Sur cet empire, qu’on nomme aussi la société du plutonium, règne Pluton, dieu de la Richesse et des Enfers : nous y voilà ! « Ce dieu, nous dit la Fable, était si noir et si laid qu’il ne pouvait trouver de femme. Il faisait sa demeure ordinaire dans les Enfers, et désirait, dit-on, la mort de tout le monde pour peupler son royaume. » Avec cela, aveugle comme les taupes !

L’œuvre du diable ainsi repérée, ouvrons les yeux sur un avenir qui désormais, dépend essentiellement de nos choix présents.

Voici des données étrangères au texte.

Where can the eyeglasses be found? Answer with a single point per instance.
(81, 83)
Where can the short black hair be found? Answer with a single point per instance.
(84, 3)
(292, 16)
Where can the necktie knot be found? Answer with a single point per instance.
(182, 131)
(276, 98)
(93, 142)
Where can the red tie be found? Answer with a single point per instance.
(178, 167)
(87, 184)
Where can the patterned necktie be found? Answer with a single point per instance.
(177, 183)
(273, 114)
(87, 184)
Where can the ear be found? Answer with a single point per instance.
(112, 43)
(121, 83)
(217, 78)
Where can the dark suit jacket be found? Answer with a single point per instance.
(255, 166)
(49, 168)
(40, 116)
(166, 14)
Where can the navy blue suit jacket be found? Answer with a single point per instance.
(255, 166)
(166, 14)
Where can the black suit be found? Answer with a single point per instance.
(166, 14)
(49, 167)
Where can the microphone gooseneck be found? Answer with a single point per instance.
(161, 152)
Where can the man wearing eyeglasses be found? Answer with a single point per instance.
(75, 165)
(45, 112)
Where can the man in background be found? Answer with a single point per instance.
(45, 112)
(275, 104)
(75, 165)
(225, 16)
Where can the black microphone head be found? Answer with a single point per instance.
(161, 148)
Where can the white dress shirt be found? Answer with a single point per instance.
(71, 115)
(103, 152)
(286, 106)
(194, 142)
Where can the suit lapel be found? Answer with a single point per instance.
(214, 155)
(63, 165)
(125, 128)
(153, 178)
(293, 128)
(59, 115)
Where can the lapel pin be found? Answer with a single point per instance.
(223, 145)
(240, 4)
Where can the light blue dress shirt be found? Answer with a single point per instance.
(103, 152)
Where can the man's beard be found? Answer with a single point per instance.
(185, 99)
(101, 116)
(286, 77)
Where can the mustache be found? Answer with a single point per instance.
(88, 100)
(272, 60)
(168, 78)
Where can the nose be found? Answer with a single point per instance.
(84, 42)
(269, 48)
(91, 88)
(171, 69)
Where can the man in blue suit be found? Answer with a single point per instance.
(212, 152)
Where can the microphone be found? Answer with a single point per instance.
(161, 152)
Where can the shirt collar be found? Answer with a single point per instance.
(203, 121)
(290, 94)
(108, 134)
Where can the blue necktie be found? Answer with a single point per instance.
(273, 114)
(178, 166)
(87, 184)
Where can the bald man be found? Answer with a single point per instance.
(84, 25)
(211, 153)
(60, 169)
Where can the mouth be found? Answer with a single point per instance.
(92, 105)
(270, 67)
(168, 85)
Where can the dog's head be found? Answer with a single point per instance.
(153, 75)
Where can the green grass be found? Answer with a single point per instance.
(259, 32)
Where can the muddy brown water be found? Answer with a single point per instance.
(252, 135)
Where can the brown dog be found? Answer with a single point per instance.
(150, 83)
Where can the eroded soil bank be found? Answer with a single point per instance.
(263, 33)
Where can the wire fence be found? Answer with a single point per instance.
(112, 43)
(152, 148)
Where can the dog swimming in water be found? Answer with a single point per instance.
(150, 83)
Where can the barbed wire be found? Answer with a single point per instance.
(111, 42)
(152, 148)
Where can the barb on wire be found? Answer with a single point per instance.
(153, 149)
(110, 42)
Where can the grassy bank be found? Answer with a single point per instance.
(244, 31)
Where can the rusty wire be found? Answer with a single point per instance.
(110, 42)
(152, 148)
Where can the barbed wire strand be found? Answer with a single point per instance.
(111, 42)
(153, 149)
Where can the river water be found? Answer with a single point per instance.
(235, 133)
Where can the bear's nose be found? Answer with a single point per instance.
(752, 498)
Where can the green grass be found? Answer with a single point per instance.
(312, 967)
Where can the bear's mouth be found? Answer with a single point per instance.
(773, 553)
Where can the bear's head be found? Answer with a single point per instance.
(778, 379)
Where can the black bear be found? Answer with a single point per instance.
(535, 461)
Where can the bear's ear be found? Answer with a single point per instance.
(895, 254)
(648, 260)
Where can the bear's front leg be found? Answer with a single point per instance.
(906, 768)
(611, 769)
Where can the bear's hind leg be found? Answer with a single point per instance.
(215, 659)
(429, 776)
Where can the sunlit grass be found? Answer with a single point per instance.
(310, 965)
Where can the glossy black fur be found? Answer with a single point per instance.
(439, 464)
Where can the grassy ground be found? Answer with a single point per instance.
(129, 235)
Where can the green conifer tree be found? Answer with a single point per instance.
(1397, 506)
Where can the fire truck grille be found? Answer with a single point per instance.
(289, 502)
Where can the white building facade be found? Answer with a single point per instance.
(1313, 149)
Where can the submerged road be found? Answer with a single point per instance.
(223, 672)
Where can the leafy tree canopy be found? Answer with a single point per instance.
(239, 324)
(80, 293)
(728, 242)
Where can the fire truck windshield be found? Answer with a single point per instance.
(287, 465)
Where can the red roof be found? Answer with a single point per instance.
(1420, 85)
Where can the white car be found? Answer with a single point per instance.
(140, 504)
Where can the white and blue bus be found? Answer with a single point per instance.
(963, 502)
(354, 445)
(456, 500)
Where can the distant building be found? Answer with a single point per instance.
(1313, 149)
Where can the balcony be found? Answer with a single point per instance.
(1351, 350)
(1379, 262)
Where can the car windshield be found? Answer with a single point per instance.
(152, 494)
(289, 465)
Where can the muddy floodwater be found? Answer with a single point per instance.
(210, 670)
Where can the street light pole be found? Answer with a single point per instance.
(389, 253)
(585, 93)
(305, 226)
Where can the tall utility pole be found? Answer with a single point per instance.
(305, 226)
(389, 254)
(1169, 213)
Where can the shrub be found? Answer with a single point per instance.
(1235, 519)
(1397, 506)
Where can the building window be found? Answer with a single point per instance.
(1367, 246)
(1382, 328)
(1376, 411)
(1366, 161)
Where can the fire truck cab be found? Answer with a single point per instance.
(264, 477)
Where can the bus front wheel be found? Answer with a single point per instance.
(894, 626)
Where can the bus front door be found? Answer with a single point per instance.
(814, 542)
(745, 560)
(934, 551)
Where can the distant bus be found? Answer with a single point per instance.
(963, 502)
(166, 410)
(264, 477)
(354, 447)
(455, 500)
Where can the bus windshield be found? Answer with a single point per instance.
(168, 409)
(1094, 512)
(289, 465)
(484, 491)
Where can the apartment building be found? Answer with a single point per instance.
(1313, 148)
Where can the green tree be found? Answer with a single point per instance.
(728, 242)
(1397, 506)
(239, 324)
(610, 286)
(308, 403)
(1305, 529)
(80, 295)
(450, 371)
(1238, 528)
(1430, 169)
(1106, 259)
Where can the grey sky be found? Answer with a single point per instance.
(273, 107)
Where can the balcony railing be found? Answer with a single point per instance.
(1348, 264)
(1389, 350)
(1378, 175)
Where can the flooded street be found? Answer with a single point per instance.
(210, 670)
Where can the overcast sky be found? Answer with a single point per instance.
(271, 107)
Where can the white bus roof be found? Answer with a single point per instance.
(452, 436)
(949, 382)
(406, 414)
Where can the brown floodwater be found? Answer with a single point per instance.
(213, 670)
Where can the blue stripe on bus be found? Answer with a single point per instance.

Face à la crise dont nous menacent les Vendeurs d’énergies infernales, et que leur plutonium n’évitera pas, préparons-nous à vivre mieux grâce au Soleil, avec moins de gaspillage et moins d’embouteillages, moins de laideur bruyante et d’armes annihilantes.

Tentons plutôt de retrouver le secret spirituel et les charmes profonds d’une existence dont le but ne serait plus la vitesse vers n’importe quoi dans le fracas, mais au contraire : la lenteur au sein du silence.

C’est la grâce que je vous souhaite pour l’an qui vient.